Thailand’s Contribution
The outlook for higher sugar production in Thailand also presents a bearish factor for prices. On May 2, Thailand’s Office of the Cane and Sugar Board reported that Thailand’s 2024/25 sugar production rose +14% year-over-year to 10.00 MMT. Thailand stands as the world’s third-largest sugar producer and the second-largest sugar exporter, making its output significant for global supply.

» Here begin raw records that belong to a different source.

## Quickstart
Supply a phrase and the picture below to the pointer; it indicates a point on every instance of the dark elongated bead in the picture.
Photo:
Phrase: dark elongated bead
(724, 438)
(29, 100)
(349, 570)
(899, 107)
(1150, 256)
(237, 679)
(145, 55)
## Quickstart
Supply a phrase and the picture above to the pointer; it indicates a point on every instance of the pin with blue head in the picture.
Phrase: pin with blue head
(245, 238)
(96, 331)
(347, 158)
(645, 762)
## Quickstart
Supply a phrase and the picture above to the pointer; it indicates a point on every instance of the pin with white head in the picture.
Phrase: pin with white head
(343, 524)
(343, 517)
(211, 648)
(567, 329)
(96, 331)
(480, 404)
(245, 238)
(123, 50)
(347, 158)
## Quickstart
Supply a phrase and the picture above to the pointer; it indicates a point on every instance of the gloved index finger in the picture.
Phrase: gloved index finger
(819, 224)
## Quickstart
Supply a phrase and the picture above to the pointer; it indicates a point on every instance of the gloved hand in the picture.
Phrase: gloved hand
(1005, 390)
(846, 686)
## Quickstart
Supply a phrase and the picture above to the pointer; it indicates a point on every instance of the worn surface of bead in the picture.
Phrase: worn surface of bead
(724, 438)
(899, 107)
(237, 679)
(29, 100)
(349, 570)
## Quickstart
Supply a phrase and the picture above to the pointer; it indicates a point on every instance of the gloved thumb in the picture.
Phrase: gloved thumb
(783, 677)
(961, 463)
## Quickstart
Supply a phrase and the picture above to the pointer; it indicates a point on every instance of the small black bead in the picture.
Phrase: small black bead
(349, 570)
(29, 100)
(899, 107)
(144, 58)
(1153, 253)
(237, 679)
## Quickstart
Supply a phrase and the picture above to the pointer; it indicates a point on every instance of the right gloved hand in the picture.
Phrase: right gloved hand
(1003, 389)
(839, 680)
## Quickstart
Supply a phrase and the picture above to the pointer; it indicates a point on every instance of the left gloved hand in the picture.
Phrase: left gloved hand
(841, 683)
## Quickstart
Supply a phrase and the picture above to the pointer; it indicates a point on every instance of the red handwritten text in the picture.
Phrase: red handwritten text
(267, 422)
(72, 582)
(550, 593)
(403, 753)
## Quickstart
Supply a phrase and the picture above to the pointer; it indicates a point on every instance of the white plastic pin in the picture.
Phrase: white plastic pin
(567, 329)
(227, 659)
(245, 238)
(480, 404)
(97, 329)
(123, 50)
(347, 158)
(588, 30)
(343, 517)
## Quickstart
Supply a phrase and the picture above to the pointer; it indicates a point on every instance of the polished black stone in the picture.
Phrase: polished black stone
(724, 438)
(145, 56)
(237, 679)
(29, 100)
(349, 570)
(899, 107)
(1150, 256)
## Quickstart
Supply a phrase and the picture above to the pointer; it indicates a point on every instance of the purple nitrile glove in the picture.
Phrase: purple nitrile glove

Current Season’s Tighter Market
Despite the strong outlook for 2025/26, the current 2024/25 season has shown some signs of a tighter market. The International Sugar Organization (ISO) on Thursday raised its 2024/25 global sugar deficit forecast to a nine-year high of -5.47 MMT, up from a February forecast of -4.88 MMT. The ISO also cut its 2024/25 global sugar production forecast to 174.8 MMT from 175.5 MMT previously, indicating a tightening market compared to the 2023/24 global sugar surplus of 1.31 MMT.
However, the USDA, in its bi-annual report released November 21, projected that global 2024/25 sugar production would climb +1.5% year-over-year to a record 186.619 MMT, with global human sugar consumption increasing +1.2% year-over-year to a record 179.63 MMT. The USDA also forecasted that 2024/25 global sugar ending stocks would decline -6.1% year-over-year to 45.427 MMT, presenting a complex picture for the current season.
Ultimately, the market’s focus remains firmly on the anticipated surge in global sugar supplies for the 2025/26 season. While the current 2024/25 period presents a mixed bag of production challenges and deficits, the strong projections from leading consultants and agricultural agencies for the next season are predominantly driving the bearish sentiment and the recent downward trend in sugar prices.